Allow subset of layer weights to be updated

RTC · September 1, 2020, 9:57pm

I have a network and after a few conv layers, it has 3 heads: self.fc_pi, self.fc_q and self.fc_beta. I have frozen all of the conv layer weights and am allowing updates only to self.fc_q and self.fc_beta by adding only their weights to the optimizer as:

self.optimizer = config.optimizer_fn(self.network.fc_q.parameters())
self.optimizer.add_param_group({'params': self.network.fc_beta.parameters()})

The self.fc_pi is a linear layer that connects 200 neurons to 16 neurons so when I do print(list(self.network.fc_pi.parameters())[0].shape), I get [16,200] and when I do print(list(self.network.fc_pi.parameters())[1].shape), I get [16], both of which respectively represent the weights and biases of this linear layer.

I would like to add a subset of these weights and biases to the optimizer so that only the weights connected to the first 4 (out of the 16 neurons), and their biases, are updated.

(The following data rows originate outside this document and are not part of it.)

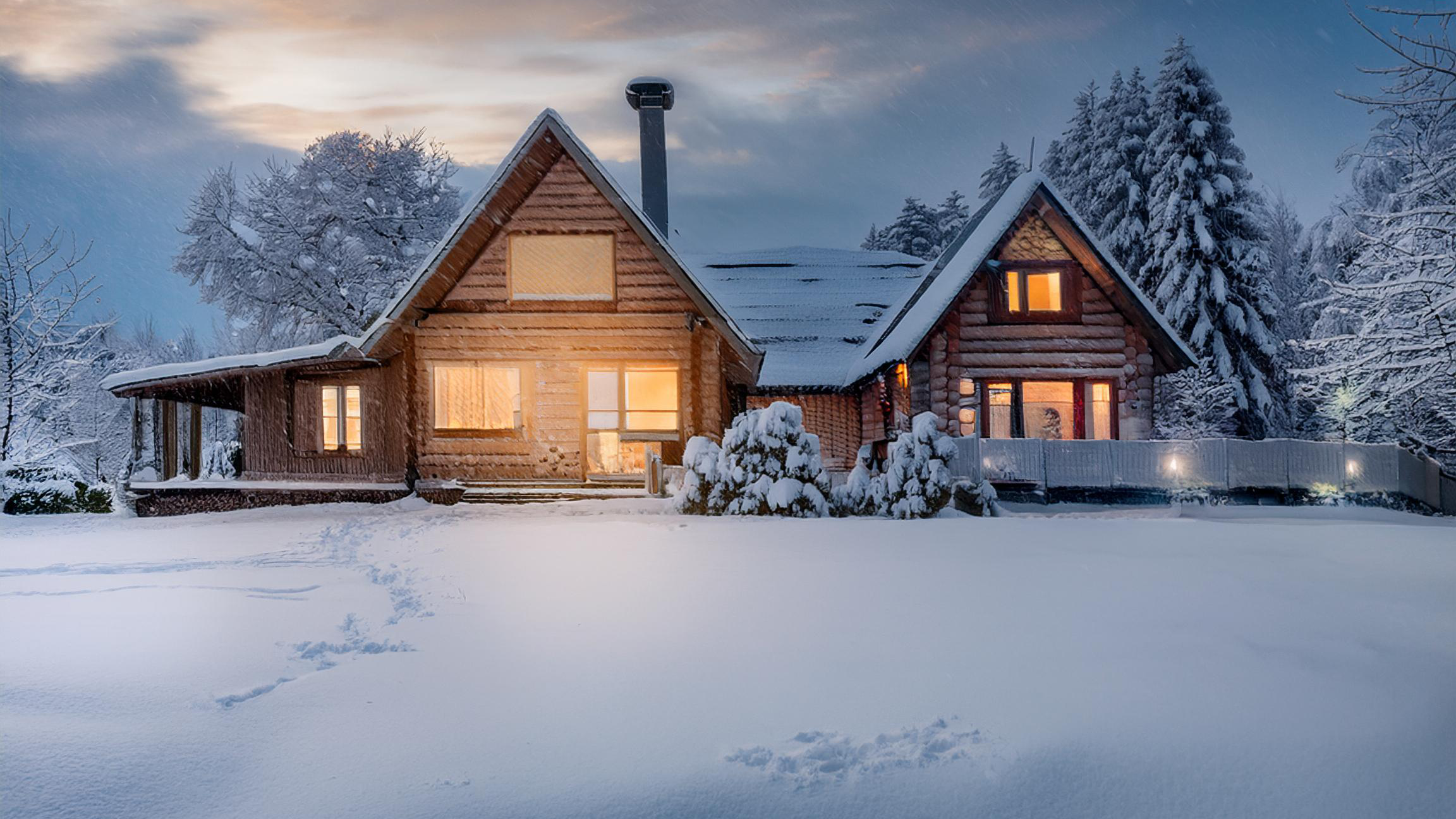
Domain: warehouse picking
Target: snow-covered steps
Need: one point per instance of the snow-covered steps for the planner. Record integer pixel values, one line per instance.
(551, 492)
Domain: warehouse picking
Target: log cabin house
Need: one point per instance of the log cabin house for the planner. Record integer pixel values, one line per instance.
(557, 337)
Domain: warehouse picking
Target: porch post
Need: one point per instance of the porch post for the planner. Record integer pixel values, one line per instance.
(136, 439)
(194, 456)
(169, 439)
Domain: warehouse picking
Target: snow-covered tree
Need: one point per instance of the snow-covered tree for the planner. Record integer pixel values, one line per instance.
(1194, 403)
(1002, 173)
(312, 250)
(1119, 171)
(1069, 161)
(1386, 339)
(951, 217)
(44, 340)
(1208, 267)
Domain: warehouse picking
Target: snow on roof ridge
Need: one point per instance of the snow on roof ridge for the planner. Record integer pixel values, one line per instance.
(382, 322)
(336, 347)
(964, 257)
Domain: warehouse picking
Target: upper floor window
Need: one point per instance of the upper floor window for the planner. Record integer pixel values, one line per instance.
(1037, 293)
(341, 411)
(561, 267)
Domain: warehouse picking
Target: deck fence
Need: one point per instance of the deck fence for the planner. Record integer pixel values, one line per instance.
(1208, 464)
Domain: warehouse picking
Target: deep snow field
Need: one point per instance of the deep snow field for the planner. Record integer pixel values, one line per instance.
(605, 659)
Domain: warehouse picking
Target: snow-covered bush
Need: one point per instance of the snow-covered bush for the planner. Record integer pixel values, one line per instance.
(701, 492)
(916, 482)
(767, 465)
(918, 478)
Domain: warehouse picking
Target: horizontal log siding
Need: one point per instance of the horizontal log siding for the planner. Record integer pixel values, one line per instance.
(280, 426)
(834, 417)
(554, 350)
(1101, 346)
(566, 202)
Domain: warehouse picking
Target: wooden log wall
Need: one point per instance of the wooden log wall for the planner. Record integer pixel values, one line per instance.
(283, 416)
(1100, 346)
(834, 417)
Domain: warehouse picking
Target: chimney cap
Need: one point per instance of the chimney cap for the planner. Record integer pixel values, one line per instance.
(650, 92)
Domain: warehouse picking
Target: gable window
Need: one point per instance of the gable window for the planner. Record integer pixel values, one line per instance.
(561, 267)
(476, 397)
(1036, 292)
(1049, 410)
(341, 413)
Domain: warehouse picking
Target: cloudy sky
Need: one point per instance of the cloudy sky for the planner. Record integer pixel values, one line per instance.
(798, 121)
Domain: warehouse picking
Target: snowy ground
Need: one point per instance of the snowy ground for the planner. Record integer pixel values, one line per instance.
(604, 659)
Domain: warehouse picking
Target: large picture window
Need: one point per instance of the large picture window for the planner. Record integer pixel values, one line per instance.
(631, 410)
(478, 397)
(574, 267)
(1050, 410)
(341, 415)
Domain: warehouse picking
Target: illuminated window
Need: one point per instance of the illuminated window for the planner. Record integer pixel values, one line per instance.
(1049, 410)
(476, 397)
(1100, 411)
(561, 267)
(1028, 292)
(629, 411)
(998, 416)
(343, 416)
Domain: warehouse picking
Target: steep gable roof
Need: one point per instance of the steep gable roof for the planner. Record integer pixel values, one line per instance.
(808, 310)
(921, 310)
(511, 183)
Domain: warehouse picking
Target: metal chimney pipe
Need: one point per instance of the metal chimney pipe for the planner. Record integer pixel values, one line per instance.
(653, 97)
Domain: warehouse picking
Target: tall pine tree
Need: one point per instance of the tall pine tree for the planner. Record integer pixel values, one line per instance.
(1208, 265)
(1122, 184)
(1004, 171)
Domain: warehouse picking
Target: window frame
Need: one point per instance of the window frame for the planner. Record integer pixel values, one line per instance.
(1071, 292)
(343, 387)
(1081, 392)
(559, 301)
(622, 401)
(526, 379)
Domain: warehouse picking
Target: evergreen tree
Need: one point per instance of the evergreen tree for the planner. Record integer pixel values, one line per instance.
(1208, 267)
(1122, 184)
(313, 250)
(952, 216)
(1002, 173)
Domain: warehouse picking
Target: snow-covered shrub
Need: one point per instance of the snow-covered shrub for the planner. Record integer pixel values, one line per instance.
(702, 487)
(51, 490)
(767, 465)
(918, 480)
(863, 494)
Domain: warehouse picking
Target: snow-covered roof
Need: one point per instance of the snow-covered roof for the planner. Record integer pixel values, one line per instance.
(339, 347)
(810, 310)
(593, 167)
(918, 312)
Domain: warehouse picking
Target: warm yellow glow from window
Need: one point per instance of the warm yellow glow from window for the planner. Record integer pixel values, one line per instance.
(1047, 410)
(998, 418)
(571, 267)
(1100, 416)
(341, 408)
(476, 397)
(652, 400)
(1043, 291)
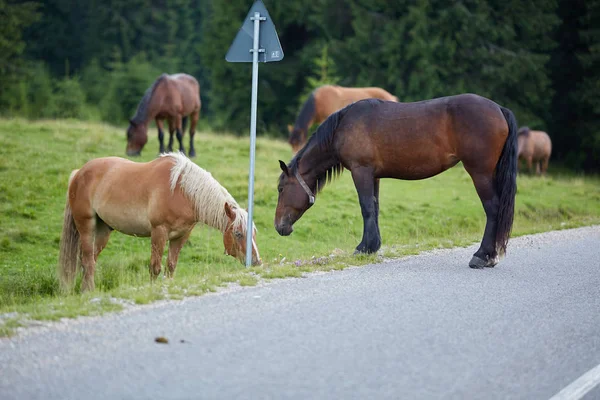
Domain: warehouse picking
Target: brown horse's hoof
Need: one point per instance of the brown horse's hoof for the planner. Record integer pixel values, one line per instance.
(492, 262)
(477, 263)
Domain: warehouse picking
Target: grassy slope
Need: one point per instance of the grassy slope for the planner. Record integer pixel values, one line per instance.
(37, 157)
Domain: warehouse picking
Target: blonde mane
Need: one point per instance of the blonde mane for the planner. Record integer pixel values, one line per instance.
(206, 193)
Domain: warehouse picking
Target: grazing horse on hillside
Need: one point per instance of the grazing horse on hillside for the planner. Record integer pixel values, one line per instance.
(323, 102)
(535, 147)
(163, 199)
(376, 139)
(171, 97)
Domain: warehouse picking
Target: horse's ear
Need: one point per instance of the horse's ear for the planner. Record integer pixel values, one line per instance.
(284, 168)
(229, 211)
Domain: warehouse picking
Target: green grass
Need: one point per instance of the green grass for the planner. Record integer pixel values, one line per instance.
(36, 159)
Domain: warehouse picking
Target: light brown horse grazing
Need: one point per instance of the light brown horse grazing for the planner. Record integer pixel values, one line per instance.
(323, 102)
(376, 139)
(163, 199)
(171, 97)
(535, 147)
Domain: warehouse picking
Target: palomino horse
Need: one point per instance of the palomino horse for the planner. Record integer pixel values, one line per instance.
(163, 199)
(323, 102)
(171, 97)
(376, 139)
(535, 147)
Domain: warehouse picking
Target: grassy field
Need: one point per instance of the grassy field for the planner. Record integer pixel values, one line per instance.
(37, 157)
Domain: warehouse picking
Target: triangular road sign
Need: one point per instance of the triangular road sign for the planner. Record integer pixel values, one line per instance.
(268, 39)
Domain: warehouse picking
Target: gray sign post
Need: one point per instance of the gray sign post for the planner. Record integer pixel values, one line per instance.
(254, 39)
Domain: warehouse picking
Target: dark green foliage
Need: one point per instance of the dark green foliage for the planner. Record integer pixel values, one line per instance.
(538, 57)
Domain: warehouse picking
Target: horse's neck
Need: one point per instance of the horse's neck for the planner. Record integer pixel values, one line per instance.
(316, 160)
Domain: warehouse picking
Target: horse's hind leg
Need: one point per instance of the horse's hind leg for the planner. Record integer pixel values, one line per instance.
(175, 246)
(161, 136)
(179, 133)
(171, 124)
(158, 238)
(102, 235)
(86, 228)
(486, 256)
(194, 122)
(365, 186)
(545, 165)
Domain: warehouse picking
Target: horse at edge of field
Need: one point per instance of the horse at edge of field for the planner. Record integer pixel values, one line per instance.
(324, 101)
(163, 199)
(172, 98)
(375, 139)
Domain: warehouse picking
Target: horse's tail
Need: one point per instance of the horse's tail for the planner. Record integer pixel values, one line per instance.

I have tried this:

self.optimizer.add_param_group({'params': list(self.network.fc_pi.parameters())[0][0:4]})
self.optimizer.add_param_group({'params': list(self.network.fc_pi.parameters())[1][0:4]})

but this raises the error:

ValueError: can't optimize a non-leaf Tensor

How can I correctly add a subset of the layer weights and biases to the optimizer so that only a subset of weights is updated and not all the weights in the layer.

mariosasko · September 1, 2020, 10:51pm

After the backward call, and before the optimizier update, you can access the gradient tensor (param.grad) and assign zero to the parts that you want to freeze/not update. This way these weights are left unchanged after the optim.step call.